There's an ironic pattern in the Scriptures that most of us never notice. That is, a large number of our favorite characters have rap sheets and prison records! What's that all about?
Joseph did some of his best work in a dungeon. Moses never made it to jail, but he was under investigation and was forced to flee his homeland. Samson was locked up by the Philistines. David spent years trying stay ahead of an arrest warrant. And of course, many of the prophets were threatened, arrested, cast into lion's dens and mud pits, etc., etc.
Then there's that criminal Paul who wrote the majority of our New Testament. Four of his letters are actually classified as "prison epistles" because they originated in a Roman dungeon. A fifth letter, 2 Timothy, was written later during Paul's final incarceration in Rome where he died at the hands of a government agent swinging an ax. Of the other apostles, 10 were executed by government agents and assorted enemies, and one other was sentenced to exile on a prison island. James, the brother of Jesus, was arrested, tried and executed by the government. And even before any of this took place, the founder of our faith was arrested, tried and executed.
Life is so comfortable here in these United States that we can't even relate to the folks who wrote the Bible. We think we're victims of persecution because popular TV shows depict Christians as ignorant buffoons. Happily for us, they don't arrest and prosecute ignorant buffoons in the country. We complain when problems crop up because it seems like God is breaking His promises that we would be rich and comfy, but where exactly did God post those particular promises?
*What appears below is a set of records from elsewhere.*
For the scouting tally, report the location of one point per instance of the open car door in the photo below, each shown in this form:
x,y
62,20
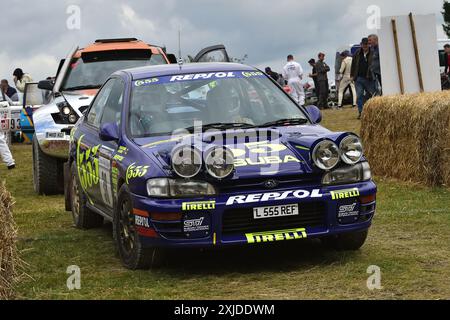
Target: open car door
x,y
216,53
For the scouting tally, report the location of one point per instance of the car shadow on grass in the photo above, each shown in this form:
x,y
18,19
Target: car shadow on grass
x,y
284,256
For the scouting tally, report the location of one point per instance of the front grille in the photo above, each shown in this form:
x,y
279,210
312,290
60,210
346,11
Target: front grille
x,y
311,214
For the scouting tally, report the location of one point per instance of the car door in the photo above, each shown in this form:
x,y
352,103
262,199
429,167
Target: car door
x,y
62,69
94,156
217,53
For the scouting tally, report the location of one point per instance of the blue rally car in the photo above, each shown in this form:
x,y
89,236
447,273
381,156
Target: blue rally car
x,y
213,154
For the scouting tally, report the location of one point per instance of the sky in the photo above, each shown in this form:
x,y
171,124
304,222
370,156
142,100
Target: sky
x,y
37,34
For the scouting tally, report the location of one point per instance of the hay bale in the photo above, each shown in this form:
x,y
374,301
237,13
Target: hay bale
x,y
408,137
10,262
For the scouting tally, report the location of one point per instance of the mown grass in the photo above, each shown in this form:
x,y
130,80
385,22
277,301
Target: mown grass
x,y
409,241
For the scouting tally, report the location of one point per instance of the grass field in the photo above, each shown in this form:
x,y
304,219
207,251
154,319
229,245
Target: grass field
x,y
409,241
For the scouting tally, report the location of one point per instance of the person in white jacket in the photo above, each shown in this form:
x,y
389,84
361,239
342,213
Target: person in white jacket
x,y
5,153
21,79
346,79
293,74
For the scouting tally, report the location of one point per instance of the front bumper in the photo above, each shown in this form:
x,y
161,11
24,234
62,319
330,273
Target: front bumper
x,y
211,222
54,140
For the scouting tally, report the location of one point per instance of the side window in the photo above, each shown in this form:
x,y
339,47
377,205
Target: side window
x,y
113,108
99,104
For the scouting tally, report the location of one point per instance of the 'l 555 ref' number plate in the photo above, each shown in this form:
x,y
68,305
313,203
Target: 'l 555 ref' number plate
x,y
276,211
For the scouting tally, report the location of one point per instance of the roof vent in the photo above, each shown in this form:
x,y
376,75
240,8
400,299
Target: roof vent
x,y
115,40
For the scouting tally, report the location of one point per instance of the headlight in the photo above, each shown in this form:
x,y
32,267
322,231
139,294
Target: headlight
x,y
66,110
326,155
171,188
186,161
73,118
351,149
357,173
219,162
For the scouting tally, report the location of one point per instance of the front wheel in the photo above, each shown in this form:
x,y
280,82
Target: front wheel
x,y
131,251
351,241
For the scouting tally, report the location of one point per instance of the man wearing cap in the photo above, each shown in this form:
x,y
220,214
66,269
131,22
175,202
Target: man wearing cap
x,y
322,80
362,74
344,72
313,75
293,73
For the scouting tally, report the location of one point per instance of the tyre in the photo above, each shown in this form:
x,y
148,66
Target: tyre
x,y
347,241
83,218
133,255
47,172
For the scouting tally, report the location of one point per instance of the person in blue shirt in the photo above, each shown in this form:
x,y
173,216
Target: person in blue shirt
x,y
8,91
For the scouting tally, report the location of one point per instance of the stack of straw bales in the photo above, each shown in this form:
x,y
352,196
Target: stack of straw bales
x,y
9,257
408,137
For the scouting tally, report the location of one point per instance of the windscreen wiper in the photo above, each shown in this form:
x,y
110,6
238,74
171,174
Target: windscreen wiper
x,y
222,126
83,87
285,122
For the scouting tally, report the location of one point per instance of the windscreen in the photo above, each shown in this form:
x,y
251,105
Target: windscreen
x,y
162,105
92,74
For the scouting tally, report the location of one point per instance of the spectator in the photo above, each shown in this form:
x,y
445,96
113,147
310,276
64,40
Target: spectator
x,y
376,66
293,73
447,59
272,74
8,91
313,75
5,153
322,80
345,75
362,74
21,79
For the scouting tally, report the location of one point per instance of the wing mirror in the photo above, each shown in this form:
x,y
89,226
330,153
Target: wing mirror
x,y
46,85
314,113
109,132
172,58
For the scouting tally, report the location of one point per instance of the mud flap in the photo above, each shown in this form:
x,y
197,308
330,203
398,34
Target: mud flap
x,y
67,199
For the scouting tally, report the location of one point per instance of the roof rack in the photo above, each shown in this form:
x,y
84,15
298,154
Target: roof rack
x,y
163,48
115,40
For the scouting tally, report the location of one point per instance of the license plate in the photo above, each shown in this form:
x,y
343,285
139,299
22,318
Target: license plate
x,y
276,211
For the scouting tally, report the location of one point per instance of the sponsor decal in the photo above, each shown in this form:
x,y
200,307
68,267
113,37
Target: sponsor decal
x,y
249,74
134,171
195,225
273,196
203,76
273,236
265,161
260,154
118,157
114,177
87,165
198,206
302,148
344,194
122,150
141,221
198,76
348,210
145,82
55,135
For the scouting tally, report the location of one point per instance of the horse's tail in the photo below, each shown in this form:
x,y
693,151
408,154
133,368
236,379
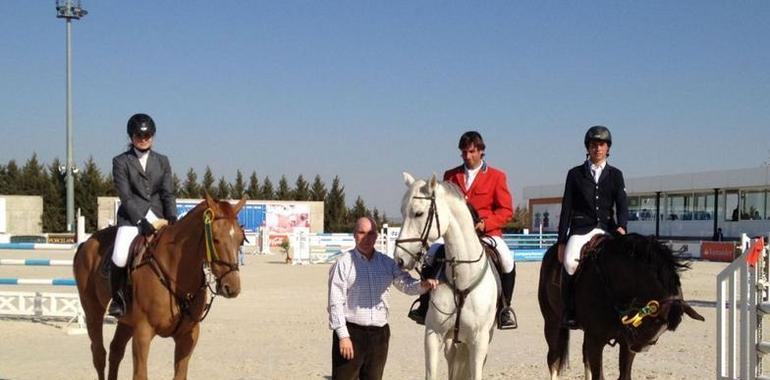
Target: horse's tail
x,y
562,352
549,298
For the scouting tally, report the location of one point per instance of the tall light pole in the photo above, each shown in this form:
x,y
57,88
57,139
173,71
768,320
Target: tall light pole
x,y
69,10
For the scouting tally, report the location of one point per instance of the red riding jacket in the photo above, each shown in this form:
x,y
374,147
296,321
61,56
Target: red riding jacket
x,y
488,194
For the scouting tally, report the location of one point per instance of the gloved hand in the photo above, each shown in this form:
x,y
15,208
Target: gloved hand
x,y
145,227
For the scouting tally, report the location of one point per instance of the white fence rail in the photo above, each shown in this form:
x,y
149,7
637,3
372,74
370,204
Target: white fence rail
x,y
742,300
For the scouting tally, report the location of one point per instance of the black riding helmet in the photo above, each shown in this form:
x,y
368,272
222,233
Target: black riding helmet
x,y
140,125
598,133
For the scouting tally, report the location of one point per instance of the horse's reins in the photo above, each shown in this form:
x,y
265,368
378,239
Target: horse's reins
x,y
459,295
212,257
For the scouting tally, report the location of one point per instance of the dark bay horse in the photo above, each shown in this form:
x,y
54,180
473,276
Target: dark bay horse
x,y
626,291
168,287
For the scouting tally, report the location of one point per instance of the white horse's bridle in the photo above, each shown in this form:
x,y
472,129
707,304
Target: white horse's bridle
x,y
423,239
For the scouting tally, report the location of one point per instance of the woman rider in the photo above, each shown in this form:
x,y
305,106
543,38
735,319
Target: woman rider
x,y
143,180
594,203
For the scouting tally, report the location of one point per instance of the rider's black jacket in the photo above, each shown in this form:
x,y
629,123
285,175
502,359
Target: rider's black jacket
x,y
587,204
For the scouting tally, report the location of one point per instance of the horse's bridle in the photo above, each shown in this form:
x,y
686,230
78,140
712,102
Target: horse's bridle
x,y
211,252
423,239
212,257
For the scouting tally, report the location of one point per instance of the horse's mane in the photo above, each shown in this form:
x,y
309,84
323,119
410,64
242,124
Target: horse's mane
x,y
225,208
650,252
453,190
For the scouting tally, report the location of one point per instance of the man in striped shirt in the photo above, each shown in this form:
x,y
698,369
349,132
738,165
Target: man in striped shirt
x,y
359,285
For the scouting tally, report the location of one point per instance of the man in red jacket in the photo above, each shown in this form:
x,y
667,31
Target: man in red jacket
x,y
486,190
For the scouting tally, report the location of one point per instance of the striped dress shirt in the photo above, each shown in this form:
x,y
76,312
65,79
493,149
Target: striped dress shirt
x,y
359,290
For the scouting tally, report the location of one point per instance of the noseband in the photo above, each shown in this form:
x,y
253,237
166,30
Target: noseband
x,y
211,252
423,239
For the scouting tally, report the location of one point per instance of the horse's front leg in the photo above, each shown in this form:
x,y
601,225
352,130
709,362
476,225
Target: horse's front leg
x,y
118,348
140,348
626,360
433,342
478,353
184,345
593,348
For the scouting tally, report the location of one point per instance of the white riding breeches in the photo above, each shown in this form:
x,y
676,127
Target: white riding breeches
x,y
506,257
123,239
574,245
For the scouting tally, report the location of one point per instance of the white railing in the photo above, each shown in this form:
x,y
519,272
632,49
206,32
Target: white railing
x,y
742,300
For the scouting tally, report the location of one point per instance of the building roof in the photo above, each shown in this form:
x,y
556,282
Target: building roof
x,y
758,177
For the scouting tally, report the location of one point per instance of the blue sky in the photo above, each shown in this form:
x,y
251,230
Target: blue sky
x,y
365,90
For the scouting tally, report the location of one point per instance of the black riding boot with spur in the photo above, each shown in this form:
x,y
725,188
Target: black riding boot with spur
x,y
568,303
118,284
507,317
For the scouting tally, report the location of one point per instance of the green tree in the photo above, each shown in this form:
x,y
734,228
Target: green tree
x,y
317,189
223,189
267,189
253,191
358,211
89,185
54,200
33,178
301,189
190,188
177,185
284,192
239,188
3,179
207,186
335,211
12,178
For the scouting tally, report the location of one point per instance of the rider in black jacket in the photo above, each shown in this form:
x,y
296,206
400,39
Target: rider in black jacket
x,y
594,203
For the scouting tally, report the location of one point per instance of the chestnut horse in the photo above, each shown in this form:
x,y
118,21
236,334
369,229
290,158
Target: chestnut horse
x,y
626,291
168,287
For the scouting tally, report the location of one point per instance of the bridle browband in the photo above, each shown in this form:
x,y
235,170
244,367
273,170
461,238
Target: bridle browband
x,y
459,294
Not in the New Testament, I would daresay.
The prison records of so many biblical heroes remind me that the Church of Jesus Christ is counter cultural. We were never called to win the acclaim the secular culture, and certainly not to adapt to it. We are here to challenge that culture; to defy it and subvert it in the name of Christ. We use the term "culture," but the early Christians simply called it "the World." Overcoming the world was not about leaving the Earth; it was about defying the cultural machine that seduces us all with lies and false promises.
In an age when believers feel so sophisticated and trendy when our beliefs and convictions are affirmed by a Hollywood motion picture, I think about Paul languishing in a dungeon before being dragged down a dark corridor to a chopping block. The affirmation of the world is not at all what we really want or need. The affirmation of Christ will come to us when we wholeheartedly embrace his distinctive truth and stop trying to conceal it in the robes of pop psychology and positive thinking.